I am a little confused now. I had the best burn when the temperature outside was the lowest. How do I get a hotter burn. I am sure that my wood is dry enough. I guess I will order the thermometer mentioned in previous post here:
http://www.condar.com/Stovetop_Thermometers.html. In the meantime how do I get hotter burns. I run the stove hot for an hour and then turn it midway and still not seeing the good secondary burns where the flames shoot out the holes on the top. Does more draft from colder temperatures actually make the stove hotter and get good secondary burns. Does there have to be a certain draft to get these secondary burns. Stove top seems as hot as can be now. Currently running stove with 55 degrees outside and flame seems good but no secondary burns. Also should I not use the blower fan until I get good secondary burns. I will post a picture of the burn now.
As the outside temps get lower, it will burn better. First off, if you running the stove for an hour at wide open air, (unless it is from a cold start)your letting more heat go up the stack, and not going to get the secondary burn as well as at lower air settings. Try setting the air down in stages, full to get it going well, then 3/4 to 1/2 for another 15 or so, then I would say minimal is at least 3/4 closed.
For instance, I get it ripping,( from cold start depending on wood, etc, anywhere from 20-30 minutes to 45 mins an hour, then cut air back, for me gradually till full low) then go to 1/2 closed for another 10- 15 minutes, then, in my case, I close it all the way to full low. On a reload with coals, more like 15 mins, then 1/2, 5-10 mins to full low).

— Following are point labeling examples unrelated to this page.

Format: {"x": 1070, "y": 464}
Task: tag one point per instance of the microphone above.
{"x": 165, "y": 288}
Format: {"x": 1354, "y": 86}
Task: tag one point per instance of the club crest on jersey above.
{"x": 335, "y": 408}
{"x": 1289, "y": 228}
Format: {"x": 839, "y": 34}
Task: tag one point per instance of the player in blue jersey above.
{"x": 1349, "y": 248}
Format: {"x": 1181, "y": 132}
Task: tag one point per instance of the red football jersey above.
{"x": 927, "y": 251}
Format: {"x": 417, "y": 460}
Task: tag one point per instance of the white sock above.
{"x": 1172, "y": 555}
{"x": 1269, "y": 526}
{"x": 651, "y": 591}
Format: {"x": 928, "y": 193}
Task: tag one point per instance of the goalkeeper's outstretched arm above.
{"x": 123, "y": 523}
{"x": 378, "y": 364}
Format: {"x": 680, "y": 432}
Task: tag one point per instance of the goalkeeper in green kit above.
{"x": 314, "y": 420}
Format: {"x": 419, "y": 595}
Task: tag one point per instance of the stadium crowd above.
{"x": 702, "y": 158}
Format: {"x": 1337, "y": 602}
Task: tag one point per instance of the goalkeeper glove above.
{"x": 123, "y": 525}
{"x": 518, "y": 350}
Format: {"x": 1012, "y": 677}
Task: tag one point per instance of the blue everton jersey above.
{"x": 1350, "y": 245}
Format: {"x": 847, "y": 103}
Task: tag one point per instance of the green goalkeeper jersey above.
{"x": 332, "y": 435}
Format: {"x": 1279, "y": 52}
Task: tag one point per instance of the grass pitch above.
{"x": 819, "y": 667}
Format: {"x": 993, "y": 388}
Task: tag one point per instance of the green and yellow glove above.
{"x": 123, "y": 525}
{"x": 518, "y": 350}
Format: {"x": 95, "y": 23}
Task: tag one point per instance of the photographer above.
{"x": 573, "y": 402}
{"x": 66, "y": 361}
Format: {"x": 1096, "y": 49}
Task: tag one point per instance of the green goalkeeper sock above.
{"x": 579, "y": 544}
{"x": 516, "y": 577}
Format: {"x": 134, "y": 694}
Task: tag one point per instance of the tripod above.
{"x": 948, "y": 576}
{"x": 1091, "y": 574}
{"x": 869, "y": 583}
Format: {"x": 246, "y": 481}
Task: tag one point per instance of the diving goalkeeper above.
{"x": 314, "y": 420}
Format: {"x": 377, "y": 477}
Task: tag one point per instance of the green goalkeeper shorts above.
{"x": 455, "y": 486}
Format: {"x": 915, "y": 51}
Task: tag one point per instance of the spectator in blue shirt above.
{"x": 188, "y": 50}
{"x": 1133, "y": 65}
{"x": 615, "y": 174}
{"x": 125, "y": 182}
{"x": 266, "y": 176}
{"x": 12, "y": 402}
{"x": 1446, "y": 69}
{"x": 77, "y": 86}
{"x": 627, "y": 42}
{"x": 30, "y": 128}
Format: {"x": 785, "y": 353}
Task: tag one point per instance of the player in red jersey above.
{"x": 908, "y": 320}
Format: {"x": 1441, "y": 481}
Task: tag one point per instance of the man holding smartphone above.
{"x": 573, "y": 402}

After that the secondaries are full bore, you may even some flame jets from the front lower boost manifold holes. The temp at that point raises on it's own and levels out anywhere from 650-750. Burning at 1/2 open air is letting more heat up and out, actually bypassing the secondaries some. The key is, to get it hot, and then cut the air down as far as you can, yet not smoulder it. You will have to experiment until you get quite a few burns under your belt, with your stove in your setup in your home.
For years I honed how I burnt, sizes, species, air settings, and went from loading 3x a day, every 8 hours, to loading 2x a day, every 12 hours. The first year is the learning year. The next year and several following, you will hone your skills and knowledge of your stove, skills and habits, wood etc, and you will be amazed at how instinctive it comes, and how much less wood you burn, all the while getting more heat from the same loads, but with better skills.

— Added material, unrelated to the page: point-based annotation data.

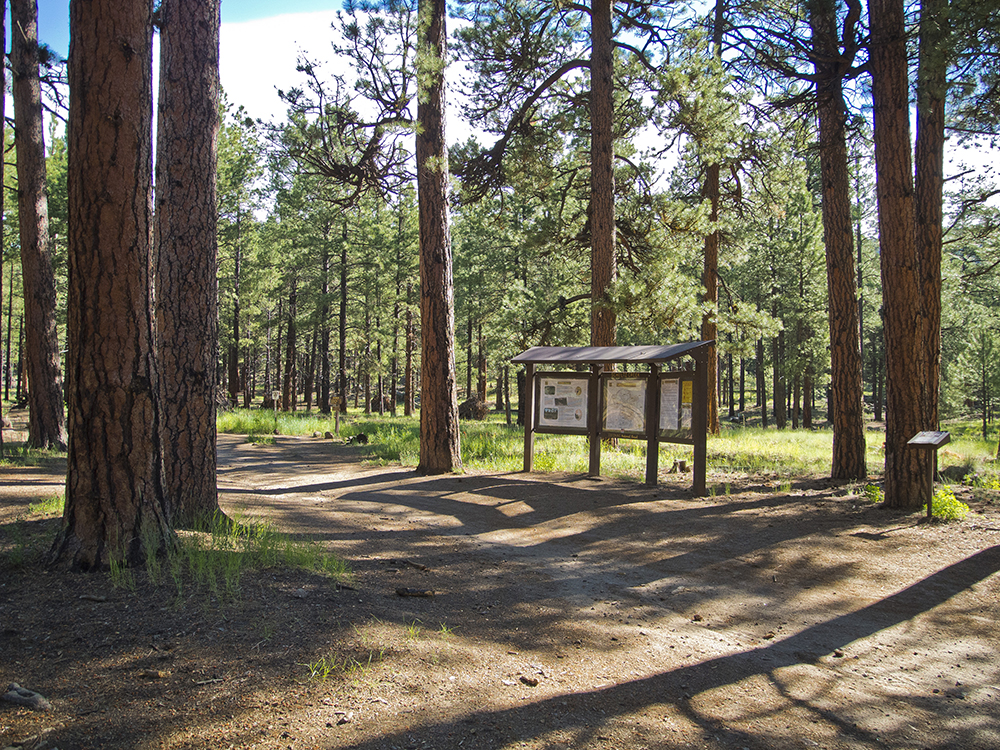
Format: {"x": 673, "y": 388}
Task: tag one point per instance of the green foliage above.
{"x": 946, "y": 506}
{"x": 214, "y": 556}
{"x": 873, "y": 493}
{"x": 50, "y": 506}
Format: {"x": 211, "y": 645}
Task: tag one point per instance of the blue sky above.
{"x": 53, "y": 15}
{"x": 260, "y": 42}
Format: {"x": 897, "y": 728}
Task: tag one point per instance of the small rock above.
{"x": 23, "y": 697}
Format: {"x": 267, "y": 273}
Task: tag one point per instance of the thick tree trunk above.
{"x": 603, "y": 323}
{"x": 778, "y": 379}
{"x": 324, "y": 316}
{"x": 710, "y": 280}
{"x": 468, "y": 357}
{"x": 845, "y": 331}
{"x": 481, "y": 381}
{"x": 287, "y": 386}
{"x": 408, "y": 389}
{"x": 115, "y": 507}
{"x": 932, "y": 89}
{"x": 439, "y": 429}
{"x": 234, "y": 346}
{"x": 46, "y": 420}
{"x": 342, "y": 330}
{"x": 309, "y": 380}
{"x": 906, "y": 469}
{"x": 761, "y": 385}
{"x": 187, "y": 253}
{"x": 3, "y": 245}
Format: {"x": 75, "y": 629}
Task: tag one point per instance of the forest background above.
{"x": 303, "y": 254}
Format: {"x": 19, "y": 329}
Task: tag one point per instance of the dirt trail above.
{"x": 568, "y": 613}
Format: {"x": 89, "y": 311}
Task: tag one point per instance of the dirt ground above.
{"x": 567, "y": 613}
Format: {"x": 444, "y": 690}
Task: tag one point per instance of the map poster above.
{"x": 562, "y": 403}
{"x": 625, "y": 404}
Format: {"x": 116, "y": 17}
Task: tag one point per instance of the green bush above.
{"x": 946, "y": 506}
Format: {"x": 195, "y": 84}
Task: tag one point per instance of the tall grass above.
{"x": 218, "y": 551}
{"x": 265, "y": 422}
{"x": 491, "y": 445}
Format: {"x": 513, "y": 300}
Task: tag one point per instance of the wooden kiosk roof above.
{"x": 599, "y": 356}
{"x": 596, "y": 355}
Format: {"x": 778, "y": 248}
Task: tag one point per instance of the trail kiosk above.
{"x": 658, "y": 406}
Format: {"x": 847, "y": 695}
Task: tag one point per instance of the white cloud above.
{"x": 258, "y": 57}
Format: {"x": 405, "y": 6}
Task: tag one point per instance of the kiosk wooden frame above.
{"x": 561, "y": 387}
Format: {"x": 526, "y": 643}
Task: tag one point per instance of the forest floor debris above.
{"x": 568, "y": 613}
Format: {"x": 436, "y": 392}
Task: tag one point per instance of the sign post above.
{"x": 335, "y": 404}
{"x": 930, "y": 441}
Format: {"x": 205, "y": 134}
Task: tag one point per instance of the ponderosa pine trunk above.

A thermo is merely a reference. After a while you will rely less on the thermo, and more on instinct and visual of the burn stages.
The only time the stove should smoke is when you first start a cold start, or relaod. If it smokes after that, you're not burning hot enough. Load size really doesn't matter(accept on cold starts), burn temp does. Small load or large load, it will reach same temps, maybe slightly less, but merely burning less longer for smaller loads.
If you see "white" smoke out of the stack, especially when it is really frigid outside, that is only steam, and normal. After a while you should see only wavy clear flow out of the stack, that is optimal, clean burn.
The trick is, to get the stove burning without smouldering, with the air set as low as possible. Less air open, = more heat to home, and less up the stack, and a cleaner, longer, more efficient burn.
Don't stress yourself out, it will come to you with each subsequent burn.
You have many good folks for resources here, never be afraid to ask questions. We all did, and still do. Make it something to enjoy, not stress you out.